How To Have Sex

MA 15+, 91 minutes

Four Stars

Review by © Jane Freebury

If a sense of déjà vu begins to develop as the best holiday ever descends into the worst nightmare, this rite of passage story takes shape as a counter-narrative. How To Have Sex charts the course of a young woman on a schoolies binge holiday at a Mediterranean resort, then invites us to see the experience very differently. It is a powerful experience.

Young English writer-director Molly Manning Walker planned it this way, with two contrasting halves. Many scenes during the second half take place in the locations that appeared in the first half, but with people trashing things, where rubbish is strewn around the laneway, where the apartments have become messier, and there are fights going on. The world on a summer vacation that was to be the last word in summer hols with raves and hook ups non-stop, is suddenly grittier, darker and noticeably a lot meaner.

The narrative arc falls a little short of a synthesis of events and experiences that a third part would provide. Yet at the same time, the future for Tara (Mia McKenna-Bruce), the diminutive lead character, is left open for us to fill in, as imagined. Or hoped for.

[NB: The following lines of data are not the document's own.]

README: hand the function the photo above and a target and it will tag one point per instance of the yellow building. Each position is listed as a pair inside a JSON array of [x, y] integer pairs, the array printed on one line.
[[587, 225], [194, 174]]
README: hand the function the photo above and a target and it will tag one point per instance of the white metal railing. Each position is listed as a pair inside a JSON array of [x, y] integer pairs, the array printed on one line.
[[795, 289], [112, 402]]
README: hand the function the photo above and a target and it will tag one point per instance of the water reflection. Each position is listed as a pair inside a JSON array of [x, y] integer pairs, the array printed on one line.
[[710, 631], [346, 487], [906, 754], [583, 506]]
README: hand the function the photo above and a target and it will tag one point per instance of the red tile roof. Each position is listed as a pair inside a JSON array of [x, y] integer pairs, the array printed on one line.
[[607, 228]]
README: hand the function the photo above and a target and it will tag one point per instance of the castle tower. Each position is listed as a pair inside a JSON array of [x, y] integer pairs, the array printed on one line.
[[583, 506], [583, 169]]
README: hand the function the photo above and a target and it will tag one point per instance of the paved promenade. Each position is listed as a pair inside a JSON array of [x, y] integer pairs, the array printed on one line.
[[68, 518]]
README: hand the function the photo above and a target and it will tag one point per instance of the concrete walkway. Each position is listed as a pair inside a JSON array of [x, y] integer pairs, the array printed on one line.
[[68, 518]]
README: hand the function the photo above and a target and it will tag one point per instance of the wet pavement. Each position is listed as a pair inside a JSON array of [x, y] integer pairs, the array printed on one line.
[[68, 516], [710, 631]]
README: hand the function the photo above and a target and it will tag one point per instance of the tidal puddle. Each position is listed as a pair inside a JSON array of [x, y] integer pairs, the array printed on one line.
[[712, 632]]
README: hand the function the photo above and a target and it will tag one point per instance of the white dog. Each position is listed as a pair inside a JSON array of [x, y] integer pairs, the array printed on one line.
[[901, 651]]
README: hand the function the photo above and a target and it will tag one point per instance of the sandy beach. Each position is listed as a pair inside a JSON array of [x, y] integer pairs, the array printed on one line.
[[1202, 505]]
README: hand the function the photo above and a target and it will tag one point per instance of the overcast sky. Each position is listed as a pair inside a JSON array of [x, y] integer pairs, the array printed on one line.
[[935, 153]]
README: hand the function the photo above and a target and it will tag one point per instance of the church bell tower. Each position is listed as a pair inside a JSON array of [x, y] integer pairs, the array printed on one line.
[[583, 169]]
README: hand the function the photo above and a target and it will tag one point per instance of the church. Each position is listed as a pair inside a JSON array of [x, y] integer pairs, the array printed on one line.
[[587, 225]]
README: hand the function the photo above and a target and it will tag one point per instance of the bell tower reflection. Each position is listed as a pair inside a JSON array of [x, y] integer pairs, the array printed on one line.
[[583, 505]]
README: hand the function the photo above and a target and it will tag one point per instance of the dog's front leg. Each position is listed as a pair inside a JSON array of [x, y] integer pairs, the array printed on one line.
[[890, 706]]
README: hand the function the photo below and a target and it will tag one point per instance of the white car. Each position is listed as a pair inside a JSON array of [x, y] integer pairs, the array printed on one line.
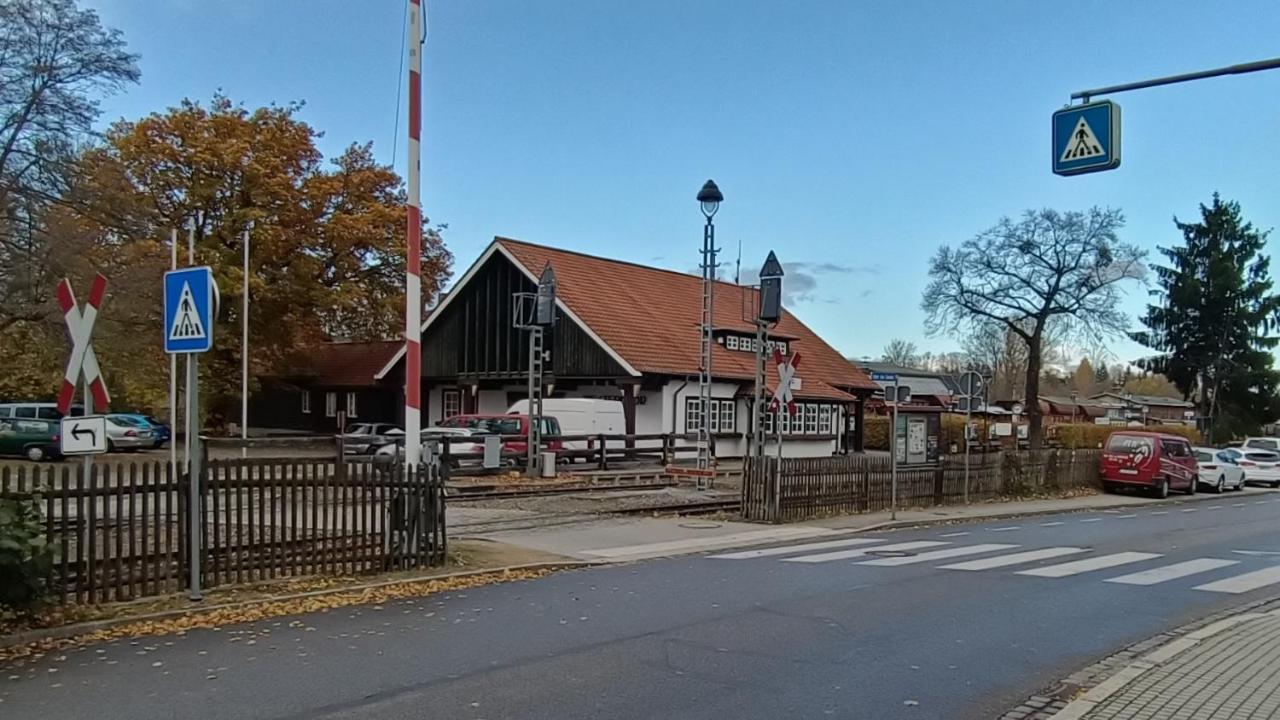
[[1217, 469], [1261, 466]]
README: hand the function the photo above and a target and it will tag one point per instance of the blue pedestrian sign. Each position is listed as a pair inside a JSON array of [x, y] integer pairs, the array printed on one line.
[[190, 300], [1087, 139]]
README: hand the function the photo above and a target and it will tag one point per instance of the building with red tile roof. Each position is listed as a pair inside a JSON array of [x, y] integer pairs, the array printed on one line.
[[631, 333]]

Tara is a strong young woman, even though we have a contrary impression. Perhaps it is because of her heart-shaped face, the necklace she wears that spells ‘angel’, and the fact that she is tiny alongside her lanky friends. Even in her plunging, lime-green party outfit she seems to radiate vulnerability. Crucially, she is the only virgin among the trio of schoolfriends who take off for the beach and clubbing scene at Malia, Crete, to while away the time as they await their GCSE results.

The location may be Greece, but the schoolie context conjures up Bali, and the Gold Coast, or wherever school leavers go now.  The filmmakers engaged hundreds of extras between the ages of 16 and 21 who looked British for the crowd scenes. One can only imagine.

From inside the apartment that Tara shares with besties, Skye (Lara Peake) and Em (Enva Lewis), there is a view of the penile-shaped pool. The best bedroom will be allocated to the one who gets laid the most.

From pool parties in slo-mo to the frenetic dance floor, the feeling of immersion is compelling

From pool parties in slo-mo to the frenetic dance floor, the rave scenes are terrifically well directed, shot and edited. We wouldn’t expect less from award-winning Manning Walking whose filmography contains a long list of shorts and music videos for which she was cinematographer. The feeling of immersion these scenes create is compelling. Nicolas Canniccioni was on camera here, and Fin Oates edited.

While the constant music hammers away and the shrieks of excitement find the spaces in between, the dialogue gets a necessary helping hand from subtitles that have been slipped in so we can understand what’s intelligible. Most of it is pretty predictable after all, but it needs bringing out. When Tara hears that she should ‘defo’ go with Paddy again, we understand that the advice was clearly in the affirmative.

On a balcony adjacent, Badger (Shaun Thomas) and Paddy (Samuel Bottomley) hang out in recovery mode for the next round, the bacchanalia anticipated in the night to come. A quiet girl called Paige (Laura Ambler), who will eventually hook up with Em, shares their apartment.

No space for heart-break or recrimination, just party-on with the best of them

With his outgoing personality, ‘hot legend lips’ tatts and bleached blond hair, Badger establishes a connection with the girls quickly. Tara feels that she fancies him but in a gross pornographic scene on stage, Badger loses any desirability for her. As she wanders off into the night, Paddy takes over. Predictably, she succumbs to his advances, and the sex is at first mutually consensual, but as soon as it is over, Paddy shows that he is unsuitable relationship material too.

In a heart-breaking scene in which Tara attempts to apologise to Paddy afterwards for being trashed during their tryst on the beach, he gives her a cold, blank look, declares it fine and walks off.  Again.

There is no space for heartbreak or for recrimination. Tara will do as expected, and party on, as loud as the best of them. Heaven forbid that this defining moment and great time to end all great times should descend into malaise or unhappiness. Spoil the party? Don’t even think about it.